In this embodiment, the common variants filter is able to filter
variants based on their frequency(ies) in one or more databases of
variants. This allows a fast and convenient mechanism for users to
filter (i.e. mask or unmask) variants within a variant data set
that have been observed to occur at, above, or below a given
frequency in a given population.
[0121] FIG. 6 depicts one embodiment of a Custom Annotation
variants filter user interface. In some embodiments of the
invention, users can create custom filters based on alphanumeric
annotations of the variants in the variant dataset, finding
variants where the "Chromosome" annotation column equals "X", for
example, would be equivalent to a physical location filter used to
identify variants on the X chromosome. Also in some embodiments,
users can import custom columns into the variant data set and can
apply the custom annotation filter to filter on the annotations
present in these custom columns. This filter can be used with
columns of imported expression data from RNA-Seq, proteomics, or
microarray studies, for example, to identify variants that are
present on exons expressed at greater than or equal to a given
level, or to filter for variants that occur in regions identified
in chromatin immunoprecipitation or methylation studies.
[0122] FIG. 7 depicts one embodiment of a Genetic Analysis filter
user interface, allowing for adjustment of stringency by altering
(a) the case and/or control zygosity and/or (b) the case and/or
control variant quality or genotype quality, and/or (c) the number
or fraction of case samples in which the variant (i) occurs with
said case zygosity and case quality and/or (ii) affects the same
gene, and/or (iii) affects the same network within 1 or more hops,
and/or (d) the number of control samples in which the variant (i)
occurs with said control zygosity and control quality and/or (ii)

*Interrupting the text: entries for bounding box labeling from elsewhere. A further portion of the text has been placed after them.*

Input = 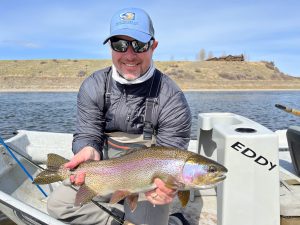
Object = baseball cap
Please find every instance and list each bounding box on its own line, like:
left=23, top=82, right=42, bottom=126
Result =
left=103, top=8, right=154, bottom=44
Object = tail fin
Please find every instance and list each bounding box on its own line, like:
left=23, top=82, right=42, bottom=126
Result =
left=33, top=153, right=68, bottom=184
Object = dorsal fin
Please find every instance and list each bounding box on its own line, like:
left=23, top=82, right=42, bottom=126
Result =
left=47, top=153, right=69, bottom=170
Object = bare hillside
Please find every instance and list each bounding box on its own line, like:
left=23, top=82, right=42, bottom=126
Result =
left=0, top=59, right=300, bottom=91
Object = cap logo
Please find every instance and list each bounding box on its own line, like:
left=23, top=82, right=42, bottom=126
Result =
left=120, top=12, right=135, bottom=21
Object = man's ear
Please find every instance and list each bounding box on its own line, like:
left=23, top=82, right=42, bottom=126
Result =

affects the same gene, and/or (iii) affects the same network within
1 or more hops. The interface to accomplish (ii) and (iii) are not
shown here, but are readily accomplished in the current invention
by modifying, for example, the text at the bottom to "the genotypes
selected above [occur|affect the same gene|affect the same network
(1 hop)] in at least [1|2] of the 2 case samples (100%)". The top
box shows an example of a simplified Genetic Analysis filter user
interface, which could be expanded to the more complex and richly
featured Genetic Analysis filter displayed at the bottom by
clicking the Customize button.
[0123] FIG. 8 depicts an embodiment of a Pharmacogenetics filter
user interface. This filter, in communication with a knowledge base
of curated biomedical content structured with an ontology, can
apply structured biomedical information related to one or more
drugs or drug targets to rapidly identify variants that are
observed or predicted to impact drug response, drug metabolism,
drug toxicity, or impact the targets of one or more drugs. In a
preferred embodiment, the default behavior of the filter is to
identify variants meeting one or more of these criteria in relation
to any drug, with an optional ability to filter to particular drugs
or drug targets of interest using an autocompletion widget which
shows the user with each keystroke matches within the ontology to
biological information of interest, in this case drugs, drug
targets, and their established synonyms, where applicable. Like
other filters, the pharmacogenetics filter can be configured to
exclude (i.e. mask or remove the variants that meet the filter
criteria), keep only (i.e., mask or remove all variants that do not
meet the filter criteria), or add (i.e. unmask or add back all
variants that meet the filter criteria) as part of the filter's
operation.
[0124] FIG. 9 depicts one embodiment of a Predicted Deleterious
filter user interface, allowing the user to conveniently configure
the stringency of the filter which will mask or unmask variants in
the data set based on whether they are in selected pathogenicity
categories of interest based on a pathogenicity annotator, whether
they are predicted or observed to be associated with a gain of
function of a gene, or whether they are predicted or observed to be
associated with the loss of function of a gene. Like the other
filters, the Predicted Deleterious filter can interact with other
upstream and downstream filters, receiving a variant data set and
optionally one or more masks from previous filters and masking or
unmasking variants within the dataset based on the filter
settings.
[0125] FIG. 10 depicts one embodiment of a User-Defined Variants
filter user interface. In some embodiments of the invention, users
can save user-defined lists of genes and/or variants, and recall
those lists from a computer system for use in an instance of the
user defined variants filter. In this non-limiting example, the
user has recalled a set of putative causal variants from a study,
and is applying the user defined variants filter to "keep only"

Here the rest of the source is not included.